FNC 2019

Le retour du mort-vivant

Zombi Child (Bertrand Bonelllo, 2019)

Avant même que cette 49ème édition du Festival du nouveau cinéma ne commence, j’avais déjà quelques idées pour le présent compte-rendu. J’envisageais, par exemple, différents points de départ et réfléchissais à quelques axes qui me semblaient pertinents. Il faut dire qu’après avoir fréquenté cet événement pendant plus de quinze ans, j’avais des attentes spécifiques sur lesquelles je souhaitais écrire. Aller au FNC, après tout, constitue toujours un éternel retour cinéphilique des plus agréables. J’avais bon espoir de renouer avec mes vieilles habitudes comme l’euphorie des fêtes et l’émoi d’une découverte inattendue.

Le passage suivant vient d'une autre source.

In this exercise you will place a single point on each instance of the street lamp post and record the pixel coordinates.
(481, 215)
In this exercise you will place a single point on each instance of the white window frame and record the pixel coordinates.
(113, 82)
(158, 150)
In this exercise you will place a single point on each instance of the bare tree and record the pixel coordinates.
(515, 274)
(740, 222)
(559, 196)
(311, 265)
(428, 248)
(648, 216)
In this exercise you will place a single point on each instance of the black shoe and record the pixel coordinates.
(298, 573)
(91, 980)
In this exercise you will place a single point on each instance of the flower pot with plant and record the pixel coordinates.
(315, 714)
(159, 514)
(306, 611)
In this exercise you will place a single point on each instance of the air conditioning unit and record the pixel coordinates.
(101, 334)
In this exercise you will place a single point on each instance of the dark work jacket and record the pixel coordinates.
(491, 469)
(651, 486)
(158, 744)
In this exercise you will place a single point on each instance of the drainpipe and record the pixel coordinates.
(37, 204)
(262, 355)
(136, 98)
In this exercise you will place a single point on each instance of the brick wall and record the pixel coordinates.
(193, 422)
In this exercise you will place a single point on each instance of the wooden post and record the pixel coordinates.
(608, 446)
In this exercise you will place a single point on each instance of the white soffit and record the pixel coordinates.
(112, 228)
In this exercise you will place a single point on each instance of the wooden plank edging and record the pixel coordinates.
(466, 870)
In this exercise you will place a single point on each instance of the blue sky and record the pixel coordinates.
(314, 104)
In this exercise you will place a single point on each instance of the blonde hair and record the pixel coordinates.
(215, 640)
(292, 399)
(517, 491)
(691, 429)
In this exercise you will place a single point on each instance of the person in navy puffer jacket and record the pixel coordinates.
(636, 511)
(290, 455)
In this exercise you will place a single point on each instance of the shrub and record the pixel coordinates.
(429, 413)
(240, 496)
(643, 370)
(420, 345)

Peut-être aurais-je pu faire preuve de mauvaise foi en couvrant le FNC sans me déplacer. Il m’aurait suffi de regarder des liens privés bien peinard chez moi et ensuite pondre une chronique basée sur les souvenirs d’années antérieures pour créer l’illusion d’y avoir assisté. J’aurais fait un Pierre Bayard de moi-même en « parlant d’un festival où je ne suis pas allé. » L’enjeu aurait alors de ne pas se faire prendre, ce qui aurait été tristement le cas tellement cette récente édition n’était pas à la hauteur de sa réputation. Lectrices et lecteurs m’auraient probablement trouvé surenthousiaste, au point de spéculer que j’aurais pu faire preuve de bienveillance en échange d’un quelconque pot de vin.

Allons droit au but : le FNC en 2019 n’était que l’ombre de lui-même. En me trimballant entre les différentes salles louées pour l’occasion, je n’ai jamais renoué avec l’atmosphère festif propre à cette célébration annuelle du cinéma que pourtant je chéris. La première du délirant Zombi Child de Bonello au Cinéma du Musée, par exemple, n’avait rien d’événementiel. Aucune différence avec une séance lors de son éventuelle exploitation régulière. Difficile ici de ne pas établir un parallèle peu flatteur entre la créature de ce film et le FNC lui-même. Dans les deux cas, une entité atteinte d’une immense fatigue répète par automatisme des actions qui autrefois lui étaient fructueuses. Elle ne cherche plus à se dépasser, elle se livre uniquement à un travail dépourvu de passion.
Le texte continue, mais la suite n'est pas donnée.